Ce pauvre M. Hortefeux, là-dedans est l'arroseur arrosé, voire le dindon de la farce. Et de quelle farce ! Pour ce qui est
des faits, que dire de plus, sinon que la sanction a été immédiate : elle est tombée tout de suite, lorsque par la magie multiplicatrice d'Internet M. Hortefeux a dû voir
et revoir les images du "délit", et ré-entendre à l'infini ses propos dont la sottise ne lui a certainement pas échappé à la première diffusion ? Quelle punition que d'être confronté à
son propre ridicule et d'y être implacablement contraint par la malignité faisant croisade sous les couleurs de l'angélisme !

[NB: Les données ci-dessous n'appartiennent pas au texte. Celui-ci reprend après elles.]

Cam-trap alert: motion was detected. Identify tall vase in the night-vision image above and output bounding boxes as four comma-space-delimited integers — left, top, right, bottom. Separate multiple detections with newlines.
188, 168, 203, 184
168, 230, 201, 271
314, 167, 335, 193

Et puis, la justice est intervenue. Pas aveugle du tout, il faut croire. Alors elle retint l'injure raciste, là où aucun
dictionnaire n'aurait reconnu la définition de l'injure : tout au plus une considération oiseuse. Cependant, on ne commente pas une décision de justice. Du reste, on ne pourra bientôt
plus rien commenter du tout, en France. Les associations auront gagné. Et Mitterrand, des Enfers où certains l'imaginent se prélassant au milieu de 10.000 vierges, n'en revient toujours
pas d'avoir possédé son monde à ce point, en posant partout des bombes à retardement que, de son vivant, il était le seul à pouvoir désamorcer en qualité de "deus ex
machina".
Pendant ce temps-là, des bandes "ethniques" se livrent tous les jours à des assauts d'injures "ethniques" et à toutes sortes
de menaces physiques sur des passagers isolés dans les transports en commun, où sur de simples passants qui ont la malchance de les rencontrer. Bien entendu
l'anti-racisme comme la justice n'en a jamais entendu parler. Et l'on peut avoir des doutes. Beaucoup de doutes, sur beaucoup de sujets qui ont trait à la vie publique, à nos
élus-dirigeants et à tous ceux qui exercent les différents pouvoirs constitutionnels ou associationnels en France. Une image familière vient alors à l'esprit : celle de trois singes,
dont l'un se bouche les yeux, l'autre les oreilles, et le troisième met la main devant sa bouche. Pour être tranquille, peut-être ferions-nous bien d'en faire autant. Au diable la
vérité ! Au diable la conscience ! Au diable la justice, les injustices et les victimes ! Vive les slogans et, surtout, vive la...pwofitasyon, non ?
André Derviche.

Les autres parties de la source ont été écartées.